Reference: GCC docs. A lot of the material here seems to have been written assuming that the inline assembly consists of a single instruction which reads inputs and then writes outputs (possibly overwriting inputs).
Wiki Markup |
---|
Inline assembler code for the memory management package uses the GNU extension of named operands, e.g., "%\[foo\]". We generally use the "\&" constraint for output operands; otherwise, the compiler assumes that the output operands are set as the very last actions of the code, after all input operands have been used. In such a case the compiler may use the same register for an input operand and an output operand. Using "\&" marks the output operand as "early clobber",i.e., the register is altered early on, perhaps before all the inputs have been used. |
...
Code Block |
---|
register unsigned tmp;
asm volatile
(// Read and store a Translation Lookaside Buffer entry from the MMU.
// High part.
"tlbrehi %[tmp],%[idx] \n\t"
"stw %[tmp],0(%[self]) \n\t"
// Low part.
"tlbrelo %[tmp],%[idx] \n\t"
"stw %[tmp],4(%[self])"
: "=m"(*this), [tmp]"=&r"(tmp)
: [idx]"r"(this->index), [self]"b"(this)
:
);
|
The "I" constraint lets you specify signed 16-bit constants so the above could also have been written like this, assuming that the data members affected were named "foo" and "bar":
Code Block |
---|
register unsigned tmp; asm volatile ( "tlbrehi %[tmp],%[idx] \n\t" "stw %[tmp],%[foo](%[self]) \n\t" "tlbrelo %[tmp],%[idx] \n\t" "stw %[tmp],%[bar](%[self])" : "=m"(*this), [tmp]"=&r"(tmp) : [idx]"r"(this->index), [self]"b"(this),[foo]"I"(offsetof(foo)),[bar]"I"(offsetof(bar)) : ); |
Counterexample. The following code is meant to atomically remove the head item from a linked list and return the pointer the item. The output argument "tmp" is not marked early-clobber so the compiler is in principle free to reuse the register used for the input "&_head". In one case the compiler used r0 for both ("%2" and "%1").

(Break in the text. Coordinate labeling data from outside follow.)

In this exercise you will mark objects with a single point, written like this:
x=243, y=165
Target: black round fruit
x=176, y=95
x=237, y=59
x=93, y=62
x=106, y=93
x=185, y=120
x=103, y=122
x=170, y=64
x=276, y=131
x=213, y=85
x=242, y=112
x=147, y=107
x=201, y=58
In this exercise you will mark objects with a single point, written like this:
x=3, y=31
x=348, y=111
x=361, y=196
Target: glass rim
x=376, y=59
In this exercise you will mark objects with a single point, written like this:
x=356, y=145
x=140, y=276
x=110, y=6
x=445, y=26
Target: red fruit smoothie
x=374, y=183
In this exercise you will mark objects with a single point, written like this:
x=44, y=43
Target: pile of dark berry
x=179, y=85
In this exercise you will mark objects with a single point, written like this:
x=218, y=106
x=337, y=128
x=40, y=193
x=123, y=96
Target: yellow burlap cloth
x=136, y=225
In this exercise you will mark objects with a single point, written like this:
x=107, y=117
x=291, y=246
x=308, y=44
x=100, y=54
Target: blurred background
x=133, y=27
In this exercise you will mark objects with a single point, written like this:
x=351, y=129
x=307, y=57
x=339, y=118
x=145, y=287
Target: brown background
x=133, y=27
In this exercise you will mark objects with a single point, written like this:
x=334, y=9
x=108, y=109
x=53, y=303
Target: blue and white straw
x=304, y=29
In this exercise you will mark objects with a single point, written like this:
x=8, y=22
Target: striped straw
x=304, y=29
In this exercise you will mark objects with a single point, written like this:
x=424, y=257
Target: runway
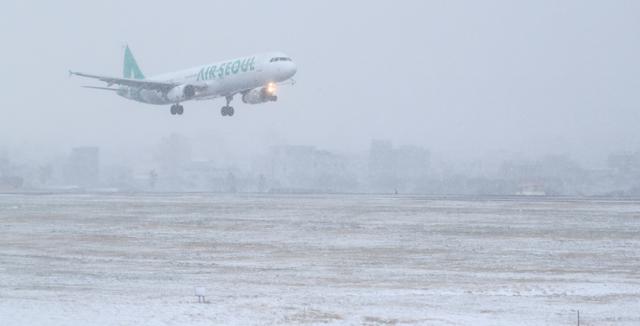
x=317, y=259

Note also that in this case "%2" may be used more than once if we have to loop, making it especially important to never to reuse it.
Code Block |
---|
Flink<T>* head;
Flink<T>* tmp;
asm volatile ("1:;"
"lwarx %0,0,%2;"
"lwzx %1,0,(%0);"
"stwcx. %1,0,%2;"
"bne- 1b;"
: "=&r" (head), "=r" (tmp) : "r" (&_head) : "cc", "memory");
return static_cast<T*>(head);
|
Now consider the effect of the above instructions when %2 is the same as %1 and the list has one member (and is terminated by a special "empty" node), and assuming that the stwcx instruction always stores:
_head -> first -> empty
Instruction | _head | first | %2==%1 | %0 |
---|---|---|---|---|
Setup | &first | &empty | &_head | ? |
lwarx | &first | &empty | &_head | &first |
lwzx | &first | &empty | &empty | &first |
stwcx. | &first | &empty | &empty | &first |
This is what was intended:
Instruction | _head | first | %2 | %1 | %0 |
---|---|---|---|---|---|
Setup | &first | &empty | &_head | ? | ? |
lwarx | &first | &empty | &_head | ? | &first |
lwzx | &first | &empty | &_head | &empty | &first |
stwcx. | &empty | &empty | &_head | &empty | &first |